– Коломеец! – гаркнул он. – Этого тоже в обезьянник.


Никаких обезьян: то, что он называл обезьянником, на самом деле оказалось школьным подвалом. Конвойный снял с меня наручники, впихнул в тесную комнату и захлопнул дверь. Вдоль стен стояли лавки, крашенные коричневой краской, такой же краской были покрашены стены и потолок. Из трех лампочек горела одна, да и та еле-еле. В углу сидел миниатюрный мужчина, почти карлик, я сначала подумал, что это мальчишка.
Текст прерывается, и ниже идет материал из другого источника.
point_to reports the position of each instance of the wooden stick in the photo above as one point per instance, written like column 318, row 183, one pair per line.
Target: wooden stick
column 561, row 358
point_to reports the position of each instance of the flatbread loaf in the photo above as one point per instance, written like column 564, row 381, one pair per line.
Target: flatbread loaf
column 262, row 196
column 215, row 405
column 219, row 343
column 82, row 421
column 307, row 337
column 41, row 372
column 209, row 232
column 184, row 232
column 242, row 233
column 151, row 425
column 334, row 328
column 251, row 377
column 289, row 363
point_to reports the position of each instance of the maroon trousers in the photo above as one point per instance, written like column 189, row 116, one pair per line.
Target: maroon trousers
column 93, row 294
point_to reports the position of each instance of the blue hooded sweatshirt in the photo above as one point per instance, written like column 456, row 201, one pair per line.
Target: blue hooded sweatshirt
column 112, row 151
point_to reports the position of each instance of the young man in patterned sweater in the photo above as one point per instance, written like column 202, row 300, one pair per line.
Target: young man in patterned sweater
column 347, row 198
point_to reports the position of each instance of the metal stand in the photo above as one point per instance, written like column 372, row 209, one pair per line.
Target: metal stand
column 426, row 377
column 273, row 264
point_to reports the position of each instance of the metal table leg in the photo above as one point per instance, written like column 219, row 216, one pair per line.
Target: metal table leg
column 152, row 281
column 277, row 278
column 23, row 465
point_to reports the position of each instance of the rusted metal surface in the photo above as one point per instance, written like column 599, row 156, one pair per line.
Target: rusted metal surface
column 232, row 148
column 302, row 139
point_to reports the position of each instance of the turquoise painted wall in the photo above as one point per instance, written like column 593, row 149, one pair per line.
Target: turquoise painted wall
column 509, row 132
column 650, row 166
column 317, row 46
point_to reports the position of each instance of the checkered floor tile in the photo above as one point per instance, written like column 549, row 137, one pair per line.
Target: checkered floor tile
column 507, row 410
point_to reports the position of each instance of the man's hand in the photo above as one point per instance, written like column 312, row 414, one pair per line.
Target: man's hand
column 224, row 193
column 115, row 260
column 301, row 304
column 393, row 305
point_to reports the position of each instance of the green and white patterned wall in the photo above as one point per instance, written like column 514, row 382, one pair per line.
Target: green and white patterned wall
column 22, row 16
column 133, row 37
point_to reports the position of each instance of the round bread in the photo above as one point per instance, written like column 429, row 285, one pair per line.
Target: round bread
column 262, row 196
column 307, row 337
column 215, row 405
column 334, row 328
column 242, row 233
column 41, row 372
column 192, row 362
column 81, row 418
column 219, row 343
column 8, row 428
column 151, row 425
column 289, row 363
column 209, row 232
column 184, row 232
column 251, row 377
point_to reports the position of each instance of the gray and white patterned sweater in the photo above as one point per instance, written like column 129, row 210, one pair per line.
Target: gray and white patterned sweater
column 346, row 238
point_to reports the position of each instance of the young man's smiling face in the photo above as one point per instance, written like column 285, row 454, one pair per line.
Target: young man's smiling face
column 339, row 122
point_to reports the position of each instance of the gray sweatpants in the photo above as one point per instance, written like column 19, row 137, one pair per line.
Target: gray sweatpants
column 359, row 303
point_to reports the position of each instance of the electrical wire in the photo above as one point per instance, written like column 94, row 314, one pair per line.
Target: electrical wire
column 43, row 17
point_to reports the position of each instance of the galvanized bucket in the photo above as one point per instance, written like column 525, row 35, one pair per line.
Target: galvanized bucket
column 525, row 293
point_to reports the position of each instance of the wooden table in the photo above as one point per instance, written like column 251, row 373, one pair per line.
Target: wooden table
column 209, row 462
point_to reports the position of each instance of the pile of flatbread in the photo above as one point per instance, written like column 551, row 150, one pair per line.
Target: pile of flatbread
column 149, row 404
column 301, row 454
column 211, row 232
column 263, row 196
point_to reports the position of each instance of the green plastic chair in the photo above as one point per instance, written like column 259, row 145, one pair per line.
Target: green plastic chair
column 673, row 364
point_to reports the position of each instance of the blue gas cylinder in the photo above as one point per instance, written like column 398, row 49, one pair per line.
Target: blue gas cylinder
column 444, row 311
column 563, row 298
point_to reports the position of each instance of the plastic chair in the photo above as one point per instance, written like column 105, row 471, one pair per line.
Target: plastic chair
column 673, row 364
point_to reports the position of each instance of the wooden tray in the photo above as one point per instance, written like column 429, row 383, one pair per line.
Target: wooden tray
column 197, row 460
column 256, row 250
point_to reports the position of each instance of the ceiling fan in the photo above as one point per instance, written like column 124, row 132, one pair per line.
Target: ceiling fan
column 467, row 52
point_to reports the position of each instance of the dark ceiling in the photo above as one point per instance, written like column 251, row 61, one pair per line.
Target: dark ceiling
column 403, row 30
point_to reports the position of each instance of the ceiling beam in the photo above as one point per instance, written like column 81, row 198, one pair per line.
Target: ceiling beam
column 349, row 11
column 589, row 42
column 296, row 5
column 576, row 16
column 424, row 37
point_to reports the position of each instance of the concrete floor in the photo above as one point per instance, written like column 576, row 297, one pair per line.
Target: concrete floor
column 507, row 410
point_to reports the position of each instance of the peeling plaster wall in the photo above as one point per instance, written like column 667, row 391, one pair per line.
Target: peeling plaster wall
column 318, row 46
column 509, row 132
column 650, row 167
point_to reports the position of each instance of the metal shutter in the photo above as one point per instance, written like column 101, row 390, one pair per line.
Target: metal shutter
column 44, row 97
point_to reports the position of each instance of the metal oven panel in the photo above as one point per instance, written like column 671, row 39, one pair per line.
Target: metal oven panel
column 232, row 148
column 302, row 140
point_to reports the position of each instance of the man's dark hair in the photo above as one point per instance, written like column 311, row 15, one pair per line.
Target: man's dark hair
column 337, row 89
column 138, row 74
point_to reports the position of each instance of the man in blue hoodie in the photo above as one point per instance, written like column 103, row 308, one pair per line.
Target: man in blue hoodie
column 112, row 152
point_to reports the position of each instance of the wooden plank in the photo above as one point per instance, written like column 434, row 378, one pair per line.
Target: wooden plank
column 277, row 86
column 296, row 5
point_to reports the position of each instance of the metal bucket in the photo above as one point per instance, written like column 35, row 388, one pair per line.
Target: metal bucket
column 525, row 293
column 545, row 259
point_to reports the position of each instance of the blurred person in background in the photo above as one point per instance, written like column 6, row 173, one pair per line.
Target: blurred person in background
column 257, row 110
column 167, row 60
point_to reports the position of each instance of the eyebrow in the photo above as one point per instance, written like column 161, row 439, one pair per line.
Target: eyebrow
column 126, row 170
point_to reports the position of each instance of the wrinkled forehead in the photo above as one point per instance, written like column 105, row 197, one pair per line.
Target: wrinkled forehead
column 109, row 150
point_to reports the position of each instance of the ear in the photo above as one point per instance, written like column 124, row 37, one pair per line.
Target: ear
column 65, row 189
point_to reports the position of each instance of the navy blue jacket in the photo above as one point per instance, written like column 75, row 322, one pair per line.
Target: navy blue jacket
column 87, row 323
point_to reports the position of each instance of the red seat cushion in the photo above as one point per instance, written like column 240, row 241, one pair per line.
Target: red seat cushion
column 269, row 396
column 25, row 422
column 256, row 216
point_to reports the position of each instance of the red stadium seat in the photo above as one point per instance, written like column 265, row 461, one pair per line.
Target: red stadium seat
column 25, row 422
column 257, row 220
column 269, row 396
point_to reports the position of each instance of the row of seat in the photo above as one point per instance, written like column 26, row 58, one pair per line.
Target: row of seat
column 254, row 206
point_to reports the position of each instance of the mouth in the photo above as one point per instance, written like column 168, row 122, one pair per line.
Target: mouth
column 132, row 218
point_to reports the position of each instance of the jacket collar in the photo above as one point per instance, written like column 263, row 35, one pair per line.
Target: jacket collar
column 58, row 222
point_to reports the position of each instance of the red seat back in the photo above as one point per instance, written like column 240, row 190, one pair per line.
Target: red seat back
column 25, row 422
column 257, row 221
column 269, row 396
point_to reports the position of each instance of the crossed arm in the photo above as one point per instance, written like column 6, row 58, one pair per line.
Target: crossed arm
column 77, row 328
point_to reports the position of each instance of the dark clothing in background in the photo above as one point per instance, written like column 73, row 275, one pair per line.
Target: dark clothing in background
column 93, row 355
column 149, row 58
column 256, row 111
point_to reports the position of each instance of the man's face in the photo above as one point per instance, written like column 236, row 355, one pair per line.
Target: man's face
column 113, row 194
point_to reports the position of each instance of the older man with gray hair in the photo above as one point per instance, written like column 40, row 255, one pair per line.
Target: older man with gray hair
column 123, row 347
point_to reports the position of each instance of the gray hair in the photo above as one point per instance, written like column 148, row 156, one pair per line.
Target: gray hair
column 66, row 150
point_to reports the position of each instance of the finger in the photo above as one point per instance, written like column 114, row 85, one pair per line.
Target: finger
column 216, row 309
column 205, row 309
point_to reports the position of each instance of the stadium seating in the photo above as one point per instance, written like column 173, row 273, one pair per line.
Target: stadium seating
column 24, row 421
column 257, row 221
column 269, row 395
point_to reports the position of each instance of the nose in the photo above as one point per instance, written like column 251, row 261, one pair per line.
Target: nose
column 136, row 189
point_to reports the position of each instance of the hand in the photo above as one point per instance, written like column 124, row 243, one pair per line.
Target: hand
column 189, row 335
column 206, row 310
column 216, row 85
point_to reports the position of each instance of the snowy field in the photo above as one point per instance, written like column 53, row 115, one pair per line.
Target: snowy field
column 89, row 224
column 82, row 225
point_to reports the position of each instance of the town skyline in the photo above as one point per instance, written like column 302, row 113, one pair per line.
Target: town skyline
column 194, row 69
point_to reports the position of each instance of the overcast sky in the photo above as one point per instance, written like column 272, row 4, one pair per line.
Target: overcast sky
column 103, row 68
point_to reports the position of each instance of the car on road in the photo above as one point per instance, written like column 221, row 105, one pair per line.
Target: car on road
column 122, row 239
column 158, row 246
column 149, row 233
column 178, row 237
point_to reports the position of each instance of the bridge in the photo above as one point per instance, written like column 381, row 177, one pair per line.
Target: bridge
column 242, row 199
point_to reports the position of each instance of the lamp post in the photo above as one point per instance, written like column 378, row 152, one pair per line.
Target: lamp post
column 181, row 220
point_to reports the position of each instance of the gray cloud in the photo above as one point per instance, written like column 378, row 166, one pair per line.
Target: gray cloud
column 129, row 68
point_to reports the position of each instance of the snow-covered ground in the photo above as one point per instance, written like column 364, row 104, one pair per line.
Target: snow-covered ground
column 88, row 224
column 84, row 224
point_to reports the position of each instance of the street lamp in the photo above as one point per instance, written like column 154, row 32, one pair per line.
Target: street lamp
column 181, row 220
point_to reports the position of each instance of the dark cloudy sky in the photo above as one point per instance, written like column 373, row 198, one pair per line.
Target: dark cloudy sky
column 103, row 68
– Шпрехен зи дойч? – настороженно спросил карлик.

Я владел немецким вполне сносно, запросто и без словаря читал «Шпигель», но из-за отсутствия разговорной практики постоянно сбивался на английский. Я сообщил ему об этом.

– У меня та же история с испанским, – тихо признался он. – Стоит забыть слово, тут же выскакивает французский эквивалент. Вы русский?

– Отчасти.

Над лавками к стене были прибиты доски с рядом крючков. И доски, и крючки тоже были выкрашены коричневой краской. Я посмотрел под ноги – маляр-маньяк не забыл и про пол. Я подошел к двери, тоже, разумеется, коричневой: это была толстая железная дверь с двумя запорами, как на корабле. Подвал мог служить убежищем на случай химической атаки – так по крайней мере рассказывали в моей школе.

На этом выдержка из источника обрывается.